Department of Biochemistry, University College of Medical Sciences and GTB Hospital, University of Delhi, Dilshad Garden, Delhi 110095, India.
King Fahd Medical Research Center, King Abdulaziz University, P.O. Box 80216, Jeddah 21589, Saudi Arabia.
Curr Neuropharmacol. 2019;17(3):232-246. doi: 10.2174/1570159X16666180828100002.

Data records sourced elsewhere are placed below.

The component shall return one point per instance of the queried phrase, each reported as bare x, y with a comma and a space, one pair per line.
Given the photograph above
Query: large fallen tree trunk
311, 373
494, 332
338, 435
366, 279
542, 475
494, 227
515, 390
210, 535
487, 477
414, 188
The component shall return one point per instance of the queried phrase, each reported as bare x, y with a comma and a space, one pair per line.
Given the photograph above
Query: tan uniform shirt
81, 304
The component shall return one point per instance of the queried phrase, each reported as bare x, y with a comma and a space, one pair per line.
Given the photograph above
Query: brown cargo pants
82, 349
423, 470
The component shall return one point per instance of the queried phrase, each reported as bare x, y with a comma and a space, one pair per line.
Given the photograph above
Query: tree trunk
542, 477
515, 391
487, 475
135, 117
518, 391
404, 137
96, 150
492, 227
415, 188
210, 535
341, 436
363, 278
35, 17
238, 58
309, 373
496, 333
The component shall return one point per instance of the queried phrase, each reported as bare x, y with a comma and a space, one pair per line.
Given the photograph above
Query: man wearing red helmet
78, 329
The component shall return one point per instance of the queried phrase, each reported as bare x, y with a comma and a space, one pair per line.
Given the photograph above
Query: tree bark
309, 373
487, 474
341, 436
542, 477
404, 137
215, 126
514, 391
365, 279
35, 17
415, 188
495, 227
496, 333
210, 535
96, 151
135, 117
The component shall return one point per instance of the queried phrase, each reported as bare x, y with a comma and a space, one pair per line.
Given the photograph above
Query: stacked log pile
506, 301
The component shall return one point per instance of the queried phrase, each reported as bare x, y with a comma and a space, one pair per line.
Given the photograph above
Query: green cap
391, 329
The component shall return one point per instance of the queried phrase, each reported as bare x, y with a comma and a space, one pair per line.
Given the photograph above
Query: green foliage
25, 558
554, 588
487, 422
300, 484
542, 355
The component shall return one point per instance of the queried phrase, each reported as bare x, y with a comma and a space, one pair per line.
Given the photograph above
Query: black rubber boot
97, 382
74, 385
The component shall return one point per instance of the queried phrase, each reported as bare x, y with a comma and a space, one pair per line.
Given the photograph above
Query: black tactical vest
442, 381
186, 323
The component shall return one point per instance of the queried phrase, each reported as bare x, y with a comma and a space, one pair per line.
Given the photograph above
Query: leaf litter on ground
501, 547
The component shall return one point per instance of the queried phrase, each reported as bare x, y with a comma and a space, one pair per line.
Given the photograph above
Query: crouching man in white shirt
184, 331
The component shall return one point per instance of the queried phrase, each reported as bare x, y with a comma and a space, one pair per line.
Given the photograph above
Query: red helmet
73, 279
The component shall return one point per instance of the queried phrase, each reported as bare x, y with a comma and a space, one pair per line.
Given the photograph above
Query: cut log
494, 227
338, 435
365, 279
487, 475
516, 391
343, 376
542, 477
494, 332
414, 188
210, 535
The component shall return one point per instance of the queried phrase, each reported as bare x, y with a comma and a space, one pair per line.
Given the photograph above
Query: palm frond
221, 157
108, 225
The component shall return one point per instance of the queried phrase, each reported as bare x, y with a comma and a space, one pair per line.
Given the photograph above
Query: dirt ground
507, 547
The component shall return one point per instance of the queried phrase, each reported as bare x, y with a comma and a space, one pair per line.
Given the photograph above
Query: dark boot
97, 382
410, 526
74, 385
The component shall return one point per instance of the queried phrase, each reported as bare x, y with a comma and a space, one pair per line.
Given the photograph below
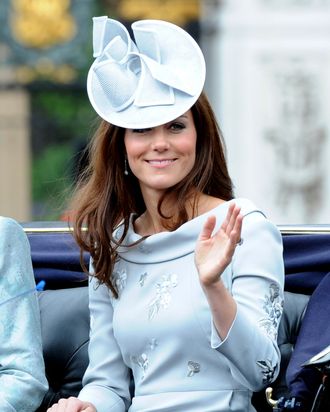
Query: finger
207, 228
226, 221
233, 218
236, 232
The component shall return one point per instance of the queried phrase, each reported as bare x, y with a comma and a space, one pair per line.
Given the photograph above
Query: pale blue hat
144, 83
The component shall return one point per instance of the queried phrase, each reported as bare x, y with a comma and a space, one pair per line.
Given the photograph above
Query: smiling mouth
161, 163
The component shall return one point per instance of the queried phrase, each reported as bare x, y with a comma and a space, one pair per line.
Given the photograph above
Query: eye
141, 131
177, 126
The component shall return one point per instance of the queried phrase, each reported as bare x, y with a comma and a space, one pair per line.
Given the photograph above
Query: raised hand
214, 252
72, 405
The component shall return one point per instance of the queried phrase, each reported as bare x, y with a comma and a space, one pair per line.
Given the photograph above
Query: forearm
222, 305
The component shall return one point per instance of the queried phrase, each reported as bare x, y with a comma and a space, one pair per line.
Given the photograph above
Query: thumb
207, 228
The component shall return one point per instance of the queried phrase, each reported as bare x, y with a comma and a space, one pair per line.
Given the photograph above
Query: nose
160, 140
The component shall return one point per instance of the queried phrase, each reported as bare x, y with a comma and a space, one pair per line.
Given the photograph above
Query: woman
187, 286
22, 375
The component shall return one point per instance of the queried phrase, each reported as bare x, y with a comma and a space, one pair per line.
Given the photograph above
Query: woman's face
162, 156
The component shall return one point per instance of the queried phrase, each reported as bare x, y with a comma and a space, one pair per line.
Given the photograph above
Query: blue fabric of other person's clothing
307, 261
307, 269
313, 337
56, 259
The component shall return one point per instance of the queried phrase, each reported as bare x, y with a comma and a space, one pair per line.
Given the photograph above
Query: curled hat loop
149, 73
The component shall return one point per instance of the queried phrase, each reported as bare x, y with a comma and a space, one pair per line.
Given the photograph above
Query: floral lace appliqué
273, 307
143, 360
267, 369
119, 278
143, 278
163, 294
193, 367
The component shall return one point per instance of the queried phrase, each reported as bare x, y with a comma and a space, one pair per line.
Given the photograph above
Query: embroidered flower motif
193, 367
143, 278
142, 361
119, 278
163, 294
267, 369
273, 307
152, 344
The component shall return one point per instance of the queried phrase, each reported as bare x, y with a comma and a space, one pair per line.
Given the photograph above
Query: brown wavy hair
105, 196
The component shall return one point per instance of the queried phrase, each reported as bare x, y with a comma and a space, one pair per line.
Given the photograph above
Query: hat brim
152, 95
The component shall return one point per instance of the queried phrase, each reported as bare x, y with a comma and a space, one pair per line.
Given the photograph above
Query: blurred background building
268, 79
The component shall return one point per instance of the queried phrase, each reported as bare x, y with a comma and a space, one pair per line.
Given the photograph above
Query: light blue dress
22, 375
161, 327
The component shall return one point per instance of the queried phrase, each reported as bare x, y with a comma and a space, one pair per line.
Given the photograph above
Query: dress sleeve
22, 372
257, 272
106, 380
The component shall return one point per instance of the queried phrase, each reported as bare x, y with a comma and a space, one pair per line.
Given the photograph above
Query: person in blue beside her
186, 290
22, 374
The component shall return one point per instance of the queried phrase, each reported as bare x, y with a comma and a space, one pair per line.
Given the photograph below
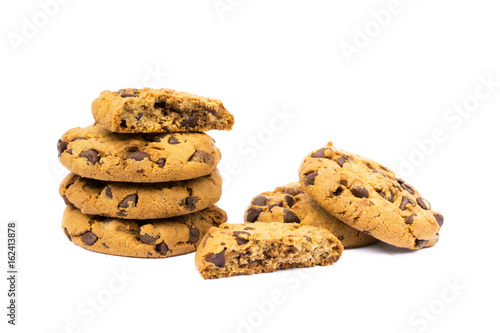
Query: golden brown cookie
141, 200
97, 153
291, 204
367, 196
159, 110
250, 248
140, 238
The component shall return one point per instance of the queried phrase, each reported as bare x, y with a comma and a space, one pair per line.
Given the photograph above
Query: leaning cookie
140, 238
96, 153
141, 201
368, 197
159, 110
290, 204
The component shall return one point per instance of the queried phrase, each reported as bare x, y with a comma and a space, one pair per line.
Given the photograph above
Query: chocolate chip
67, 234
218, 259
421, 242
201, 157
190, 203
130, 200
253, 214
341, 160
309, 178
293, 191
319, 153
61, 146
108, 192
409, 219
145, 238
190, 121
139, 156
439, 219
194, 235
423, 203
173, 141
89, 238
260, 201
162, 248
360, 192
289, 201
161, 162
290, 217
240, 240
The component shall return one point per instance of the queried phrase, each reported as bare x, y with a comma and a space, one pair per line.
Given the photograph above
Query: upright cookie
368, 196
290, 204
236, 249
96, 153
141, 201
159, 110
140, 238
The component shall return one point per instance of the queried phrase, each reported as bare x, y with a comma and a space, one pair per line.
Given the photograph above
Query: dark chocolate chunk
89, 238
218, 259
360, 192
253, 214
260, 201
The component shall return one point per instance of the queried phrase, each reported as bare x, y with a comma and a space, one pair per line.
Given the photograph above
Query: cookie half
250, 248
97, 153
290, 204
141, 201
367, 196
159, 110
140, 238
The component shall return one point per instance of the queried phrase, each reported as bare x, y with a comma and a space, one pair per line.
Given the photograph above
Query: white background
262, 58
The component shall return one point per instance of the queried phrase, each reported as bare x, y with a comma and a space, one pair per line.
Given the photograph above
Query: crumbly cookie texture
141, 201
140, 238
97, 153
159, 110
368, 196
250, 248
290, 204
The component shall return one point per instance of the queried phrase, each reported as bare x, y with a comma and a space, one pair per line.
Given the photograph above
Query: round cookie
96, 153
140, 238
367, 196
141, 201
159, 110
290, 204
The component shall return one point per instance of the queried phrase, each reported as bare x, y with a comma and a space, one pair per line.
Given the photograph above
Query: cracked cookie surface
290, 204
250, 248
159, 238
141, 201
96, 153
159, 110
367, 196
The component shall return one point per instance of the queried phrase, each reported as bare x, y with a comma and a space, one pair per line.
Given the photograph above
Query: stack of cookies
144, 176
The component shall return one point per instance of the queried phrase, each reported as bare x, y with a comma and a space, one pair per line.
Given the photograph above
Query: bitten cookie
367, 196
236, 249
140, 238
290, 204
141, 201
96, 153
159, 110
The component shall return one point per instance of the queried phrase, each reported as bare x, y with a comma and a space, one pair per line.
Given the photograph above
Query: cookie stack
144, 176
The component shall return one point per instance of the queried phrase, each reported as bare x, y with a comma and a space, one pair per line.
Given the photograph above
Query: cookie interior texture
242, 249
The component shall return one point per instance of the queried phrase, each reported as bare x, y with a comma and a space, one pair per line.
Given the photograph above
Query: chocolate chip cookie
250, 248
159, 110
97, 153
367, 196
141, 201
291, 204
140, 238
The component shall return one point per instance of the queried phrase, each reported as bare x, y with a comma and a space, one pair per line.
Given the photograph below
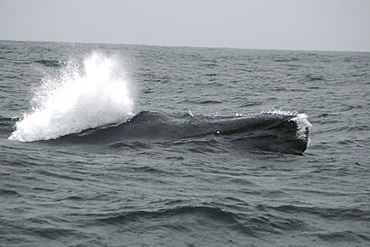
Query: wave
275, 131
78, 98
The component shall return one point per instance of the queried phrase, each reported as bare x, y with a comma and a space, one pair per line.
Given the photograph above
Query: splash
78, 98
300, 118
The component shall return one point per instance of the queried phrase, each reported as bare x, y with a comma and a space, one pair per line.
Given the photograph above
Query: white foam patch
299, 118
78, 98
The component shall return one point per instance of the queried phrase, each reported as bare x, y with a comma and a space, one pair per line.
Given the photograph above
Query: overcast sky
254, 24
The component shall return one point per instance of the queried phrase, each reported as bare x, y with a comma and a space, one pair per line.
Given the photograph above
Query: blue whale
275, 132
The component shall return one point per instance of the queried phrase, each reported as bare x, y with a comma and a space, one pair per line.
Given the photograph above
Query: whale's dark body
276, 132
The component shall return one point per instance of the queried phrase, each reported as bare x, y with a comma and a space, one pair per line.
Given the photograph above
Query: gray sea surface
202, 191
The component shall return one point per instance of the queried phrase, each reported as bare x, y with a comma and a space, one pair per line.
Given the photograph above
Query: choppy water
197, 191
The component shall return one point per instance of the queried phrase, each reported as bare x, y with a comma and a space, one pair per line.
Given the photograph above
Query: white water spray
97, 94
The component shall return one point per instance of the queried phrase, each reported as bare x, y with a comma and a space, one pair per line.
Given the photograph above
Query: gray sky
255, 24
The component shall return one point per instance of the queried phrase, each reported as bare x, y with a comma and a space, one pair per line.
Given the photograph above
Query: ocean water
65, 182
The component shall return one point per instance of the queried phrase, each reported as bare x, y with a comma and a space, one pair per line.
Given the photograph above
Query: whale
286, 133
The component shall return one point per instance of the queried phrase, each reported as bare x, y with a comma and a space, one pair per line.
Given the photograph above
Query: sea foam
78, 98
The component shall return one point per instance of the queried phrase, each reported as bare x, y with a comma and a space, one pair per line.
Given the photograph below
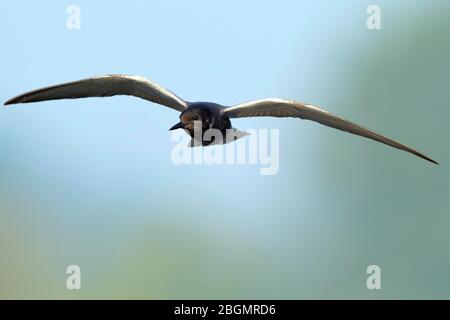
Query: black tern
210, 115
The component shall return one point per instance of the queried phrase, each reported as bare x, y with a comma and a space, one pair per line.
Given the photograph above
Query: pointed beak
179, 125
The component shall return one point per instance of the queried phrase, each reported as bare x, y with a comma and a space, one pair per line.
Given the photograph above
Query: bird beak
179, 125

Alzheimer's disease (AD) is an age-related progressive neurodegenerative disorder, characterized by the deposition of amyloid-β within the brain parenchyma resulting in a significant decline in cognitive functions. The pathophysiological conditions of the disease are recognized by the perturbation of synaptic function, energy and lipid metabolism. In Addition deposition of amyloid plaques also triggers inflammation upon the induction of microglia. Peroxisome proliferatoractivated receptors (PPARs) are ligand-activated transcription factors known to play important role in the regulation of glucose absorption, homeostasis of lipid metabolism and are further known to involved in repressing the expression of genes related to inflammation. Therefore, agonists of this receptor represent an attractive therapeutic target for AD. Recently, both clinical and preclinical studies showed that use of Peroxisome proliferator-activated receptor gamma (PPARγ) agonist improves both learning and memory along with other AD related pathology. Thus, PPARγ signifies a significant new therapeutic target in treating AD. In this review, we have shed some light on the recent progress of how, PPARγ agonist selectively modulated different cellular targets in AD and its amazing potential in the treatment of AD.
阿尔茨海默病(AD)是一种与年龄相关的进行性神经退行性疾病,其特征是淀粉样蛋白-β在脑实质中的沉积,导致认知功能显著下降。该疾病的病理生理状况被认为是突触功能、能量和脂质代谢的紊乱。此外,淀粉样斑块的沉积也会在小胶质细胞被诱导时引发炎症。过氧化物酶体增殖物激活受体(PPARs)是配体激活的转录因子,已知其在调节葡萄糖吸收、脂质代谢平衡方面发挥重要作用,并进一步参与抑制与炎症相关基因的表达。因此,该受体的激动剂是 AD 的一个有吸引力的治疗靶点。最近,临床前和临床研究都表明,过氧化物酶体增殖物激活受体γ(PPARγ)激动剂的使用改善了学习和记忆能力以及其他与 AD 相关的病理。因此,PPARγ在治疗 AD 方面是一个重要的新治疗靶点。在这篇综述中,我们阐述了 PPARγ 激动剂如何选择性地调节 AD 中不同的细胞靶点,以及它在治疗 AD 方面的巨大潜力。